# Which kit or head to go with



## dpedro (Mar 25, 2013)

OK, I have 2 600 EX Canon flash units with the ST-E3 controller, but found them too slow for model work. I added a battery pack to help with recycle times, so I may be ok. If I were going to grab a kit or even a single head with a beauty dish, what would you recommend? So far I was dead set on the Einstein 640 with the commander system to remote control it. I planned to add a beauty dish and maybe a vagabond batt pack. The price for all of that was right around 1150.00. I hear good things about that light, but I knkow there are loads of options. I doubt I'd use it anywhere near a wedding or for events, but maybe for modeling and Senior Picture type shoots. Thoughts? 

I have never used off camera lights and have only used speed lights.


----------



## tiltshift (Mar 25, 2013)

personally I have a range of heads from Paul C Buff. unfortunately not the Einstein 640 so I can not comment on that head specifically, however I can say good things about my alien bees. which are of lower quality. I have the beauty dish and have gotten some good results with it. I will say that I found there to be trade offs with the alien bees when I compare them to other mono-lights I have used or even my canon flashes.

However as I am not a professional, just a serious hobbyist, so if I lack certain things it bothers me much less. 

for me i wouldn't go back and do it any differently. 
I have 2 b400, 2b800, and the ring flash (arb800) with a whole slew of light modifiers. If i wanted to have a the same flexibility of options with a profoto or elinchrom for example, I am sure I would have to spend 2-4 times as much. 

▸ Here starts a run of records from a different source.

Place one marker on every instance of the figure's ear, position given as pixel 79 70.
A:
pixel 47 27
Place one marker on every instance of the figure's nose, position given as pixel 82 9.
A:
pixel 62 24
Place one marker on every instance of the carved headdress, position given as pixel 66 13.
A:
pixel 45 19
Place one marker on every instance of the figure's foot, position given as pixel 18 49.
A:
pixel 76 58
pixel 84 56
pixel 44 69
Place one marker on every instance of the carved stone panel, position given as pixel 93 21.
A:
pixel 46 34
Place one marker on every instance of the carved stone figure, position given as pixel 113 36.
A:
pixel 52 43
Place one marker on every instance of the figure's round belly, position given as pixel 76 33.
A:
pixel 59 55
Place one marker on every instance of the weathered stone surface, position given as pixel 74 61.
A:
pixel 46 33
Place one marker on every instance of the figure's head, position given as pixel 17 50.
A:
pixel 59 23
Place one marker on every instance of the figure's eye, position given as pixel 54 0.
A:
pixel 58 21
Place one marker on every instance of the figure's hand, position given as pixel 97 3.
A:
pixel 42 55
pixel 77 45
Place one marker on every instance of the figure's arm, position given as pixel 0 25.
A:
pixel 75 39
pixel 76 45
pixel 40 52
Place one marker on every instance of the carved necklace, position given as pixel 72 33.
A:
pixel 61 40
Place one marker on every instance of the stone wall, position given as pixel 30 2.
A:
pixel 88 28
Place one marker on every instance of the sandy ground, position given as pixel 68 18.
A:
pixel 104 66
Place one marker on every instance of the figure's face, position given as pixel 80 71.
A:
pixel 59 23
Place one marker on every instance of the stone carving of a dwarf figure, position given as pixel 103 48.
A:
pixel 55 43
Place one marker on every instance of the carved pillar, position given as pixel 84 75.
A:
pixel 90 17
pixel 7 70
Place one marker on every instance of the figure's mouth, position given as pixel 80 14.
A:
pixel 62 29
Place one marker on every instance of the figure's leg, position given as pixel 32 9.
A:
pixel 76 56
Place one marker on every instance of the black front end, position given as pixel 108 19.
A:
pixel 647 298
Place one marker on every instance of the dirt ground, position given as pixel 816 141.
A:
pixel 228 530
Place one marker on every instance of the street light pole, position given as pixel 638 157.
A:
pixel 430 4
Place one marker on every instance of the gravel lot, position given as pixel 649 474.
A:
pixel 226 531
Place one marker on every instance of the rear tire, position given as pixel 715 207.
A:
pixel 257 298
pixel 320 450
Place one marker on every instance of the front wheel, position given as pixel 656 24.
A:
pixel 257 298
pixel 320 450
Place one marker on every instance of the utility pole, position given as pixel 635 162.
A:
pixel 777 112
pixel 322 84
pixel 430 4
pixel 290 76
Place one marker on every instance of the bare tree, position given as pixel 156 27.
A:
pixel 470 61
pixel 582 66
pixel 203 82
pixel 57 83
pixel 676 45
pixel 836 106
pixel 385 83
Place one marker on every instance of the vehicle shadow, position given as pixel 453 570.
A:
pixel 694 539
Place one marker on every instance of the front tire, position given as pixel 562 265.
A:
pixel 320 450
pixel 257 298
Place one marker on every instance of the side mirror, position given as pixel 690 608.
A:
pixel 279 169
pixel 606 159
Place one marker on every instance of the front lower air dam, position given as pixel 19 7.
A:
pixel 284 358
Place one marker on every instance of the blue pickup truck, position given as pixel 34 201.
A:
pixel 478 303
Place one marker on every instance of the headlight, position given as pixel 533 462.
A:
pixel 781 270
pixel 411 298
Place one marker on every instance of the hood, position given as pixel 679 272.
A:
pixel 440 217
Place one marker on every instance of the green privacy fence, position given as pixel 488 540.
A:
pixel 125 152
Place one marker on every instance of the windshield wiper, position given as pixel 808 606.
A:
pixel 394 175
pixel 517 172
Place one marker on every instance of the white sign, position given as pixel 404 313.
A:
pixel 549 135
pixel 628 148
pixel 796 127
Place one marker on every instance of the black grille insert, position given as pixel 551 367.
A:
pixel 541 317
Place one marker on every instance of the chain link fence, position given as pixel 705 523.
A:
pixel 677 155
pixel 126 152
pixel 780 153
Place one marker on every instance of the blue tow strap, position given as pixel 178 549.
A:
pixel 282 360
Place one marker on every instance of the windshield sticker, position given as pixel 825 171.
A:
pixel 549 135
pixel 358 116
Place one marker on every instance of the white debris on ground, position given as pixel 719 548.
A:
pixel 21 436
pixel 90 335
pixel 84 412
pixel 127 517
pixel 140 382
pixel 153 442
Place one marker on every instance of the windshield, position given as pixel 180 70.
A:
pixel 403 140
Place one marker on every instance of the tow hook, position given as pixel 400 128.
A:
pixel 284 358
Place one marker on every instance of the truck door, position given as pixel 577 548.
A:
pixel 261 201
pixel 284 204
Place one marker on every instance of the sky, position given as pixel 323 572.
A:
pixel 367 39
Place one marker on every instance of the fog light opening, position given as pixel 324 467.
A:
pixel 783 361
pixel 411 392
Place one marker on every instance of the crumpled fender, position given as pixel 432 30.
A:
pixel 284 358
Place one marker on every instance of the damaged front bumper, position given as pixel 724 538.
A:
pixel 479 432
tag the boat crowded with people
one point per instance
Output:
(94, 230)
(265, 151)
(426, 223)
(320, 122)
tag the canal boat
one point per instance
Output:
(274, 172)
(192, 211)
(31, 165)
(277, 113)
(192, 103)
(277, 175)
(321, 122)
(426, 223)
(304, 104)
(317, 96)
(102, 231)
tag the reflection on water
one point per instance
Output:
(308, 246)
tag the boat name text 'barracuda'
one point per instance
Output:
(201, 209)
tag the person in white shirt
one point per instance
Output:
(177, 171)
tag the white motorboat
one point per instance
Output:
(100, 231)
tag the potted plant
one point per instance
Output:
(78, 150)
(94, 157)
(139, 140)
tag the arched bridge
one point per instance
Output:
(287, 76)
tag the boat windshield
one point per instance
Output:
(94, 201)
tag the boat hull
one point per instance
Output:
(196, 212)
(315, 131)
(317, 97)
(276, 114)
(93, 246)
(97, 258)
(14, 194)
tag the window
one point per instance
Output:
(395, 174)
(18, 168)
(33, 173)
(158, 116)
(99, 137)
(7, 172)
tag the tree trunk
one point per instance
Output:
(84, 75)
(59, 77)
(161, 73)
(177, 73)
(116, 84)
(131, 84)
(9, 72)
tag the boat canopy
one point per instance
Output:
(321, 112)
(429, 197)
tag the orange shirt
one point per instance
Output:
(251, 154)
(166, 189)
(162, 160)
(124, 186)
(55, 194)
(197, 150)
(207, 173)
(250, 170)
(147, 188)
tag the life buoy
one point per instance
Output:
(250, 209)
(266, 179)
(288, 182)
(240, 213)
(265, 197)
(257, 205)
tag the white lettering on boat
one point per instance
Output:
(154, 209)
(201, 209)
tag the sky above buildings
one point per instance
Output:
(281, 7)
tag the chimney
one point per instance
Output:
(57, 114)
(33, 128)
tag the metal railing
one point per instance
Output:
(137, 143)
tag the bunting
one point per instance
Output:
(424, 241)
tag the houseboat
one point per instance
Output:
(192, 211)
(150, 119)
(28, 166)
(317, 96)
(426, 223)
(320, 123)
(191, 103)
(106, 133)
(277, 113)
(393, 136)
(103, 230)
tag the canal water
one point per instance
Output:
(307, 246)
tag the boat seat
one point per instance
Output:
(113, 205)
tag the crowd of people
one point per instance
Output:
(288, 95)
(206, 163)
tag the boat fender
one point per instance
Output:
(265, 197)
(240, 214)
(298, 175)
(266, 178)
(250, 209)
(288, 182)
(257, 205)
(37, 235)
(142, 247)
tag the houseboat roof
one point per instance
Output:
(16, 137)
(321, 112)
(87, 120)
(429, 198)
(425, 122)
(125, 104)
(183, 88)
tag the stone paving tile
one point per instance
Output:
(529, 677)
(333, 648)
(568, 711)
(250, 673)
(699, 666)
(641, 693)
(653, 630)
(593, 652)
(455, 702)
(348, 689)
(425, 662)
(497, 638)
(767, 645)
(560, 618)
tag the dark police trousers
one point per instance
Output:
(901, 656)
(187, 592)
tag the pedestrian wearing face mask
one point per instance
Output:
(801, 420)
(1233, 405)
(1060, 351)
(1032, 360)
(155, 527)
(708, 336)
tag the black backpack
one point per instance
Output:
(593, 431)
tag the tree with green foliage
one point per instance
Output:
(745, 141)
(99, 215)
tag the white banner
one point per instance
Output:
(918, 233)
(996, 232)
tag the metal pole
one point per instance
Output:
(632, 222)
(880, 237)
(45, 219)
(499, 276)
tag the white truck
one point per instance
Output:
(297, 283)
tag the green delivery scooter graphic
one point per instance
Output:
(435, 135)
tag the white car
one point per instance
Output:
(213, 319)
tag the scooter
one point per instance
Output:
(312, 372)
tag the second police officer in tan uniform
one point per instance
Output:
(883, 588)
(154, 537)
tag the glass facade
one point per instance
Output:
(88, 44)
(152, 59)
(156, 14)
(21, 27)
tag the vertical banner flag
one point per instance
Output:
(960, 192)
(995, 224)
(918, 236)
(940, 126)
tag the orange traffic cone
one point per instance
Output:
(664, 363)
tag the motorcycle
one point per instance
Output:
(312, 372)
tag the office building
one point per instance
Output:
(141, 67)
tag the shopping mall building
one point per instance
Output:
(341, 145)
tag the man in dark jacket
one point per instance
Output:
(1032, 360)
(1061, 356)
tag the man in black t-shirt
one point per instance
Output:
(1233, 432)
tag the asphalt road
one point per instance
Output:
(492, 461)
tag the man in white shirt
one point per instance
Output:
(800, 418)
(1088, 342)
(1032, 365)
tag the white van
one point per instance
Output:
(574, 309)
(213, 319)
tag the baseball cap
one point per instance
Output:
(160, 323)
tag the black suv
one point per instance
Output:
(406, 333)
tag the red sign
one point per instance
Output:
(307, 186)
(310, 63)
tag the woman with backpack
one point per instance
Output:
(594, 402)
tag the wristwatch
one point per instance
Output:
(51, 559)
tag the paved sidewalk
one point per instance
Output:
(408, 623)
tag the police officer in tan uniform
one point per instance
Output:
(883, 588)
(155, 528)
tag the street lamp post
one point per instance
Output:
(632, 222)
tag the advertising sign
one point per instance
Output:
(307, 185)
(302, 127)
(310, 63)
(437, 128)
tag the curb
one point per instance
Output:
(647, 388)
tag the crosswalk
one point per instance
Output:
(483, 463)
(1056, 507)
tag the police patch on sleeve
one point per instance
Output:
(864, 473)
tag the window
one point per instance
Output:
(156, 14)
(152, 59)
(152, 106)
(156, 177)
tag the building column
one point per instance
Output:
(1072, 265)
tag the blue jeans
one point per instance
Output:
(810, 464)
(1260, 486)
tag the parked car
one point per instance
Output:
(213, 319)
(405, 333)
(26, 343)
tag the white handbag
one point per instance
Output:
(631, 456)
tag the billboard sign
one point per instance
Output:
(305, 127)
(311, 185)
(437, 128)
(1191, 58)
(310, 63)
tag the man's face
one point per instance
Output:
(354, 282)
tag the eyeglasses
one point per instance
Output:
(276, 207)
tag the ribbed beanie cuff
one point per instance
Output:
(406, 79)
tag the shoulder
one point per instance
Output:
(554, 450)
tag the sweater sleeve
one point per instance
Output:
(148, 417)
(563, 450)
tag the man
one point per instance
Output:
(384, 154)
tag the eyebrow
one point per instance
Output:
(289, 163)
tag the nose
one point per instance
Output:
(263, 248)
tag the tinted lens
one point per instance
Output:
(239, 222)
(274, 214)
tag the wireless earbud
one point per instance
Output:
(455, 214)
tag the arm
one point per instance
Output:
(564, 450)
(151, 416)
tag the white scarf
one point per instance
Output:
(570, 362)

I haven't really directly answered your question, but this is my advise. If you are trying/actually making money with your photography, that is as your primary income I would go with the best system you can, profoto in my region is the industry standard. I know a few young photographers and they are all using elinchrom or profoto. as such finding readily available rentals, light mods is easy. so by starting with a high end system and slowly adding to it you will be less worried if it breaks as you can rent if needed. But if you just enjoy photography and occasionally make money then the Einstein will make you very happy and any delays in purchasing light mods and more lights is really a non issue as it wont really "cost" you downtime.

Note I think this way primary because of the availability and consistency of the lights rather then the final image result. As in the hands of a truly amazing photographer I believe he/she, in most cases could produce amazing images from either system.


----------



## dpedro (Mar 25, 2013)

http://www.bhphotovideo.com/c/product/602689-REG/Elinchrom_EL_20751KIT_BXRi_500_500_To_Go_2.html

I wonder how this kit would stack vs. the Einstein 640? Build quality, output, light quality, durability...etc


----------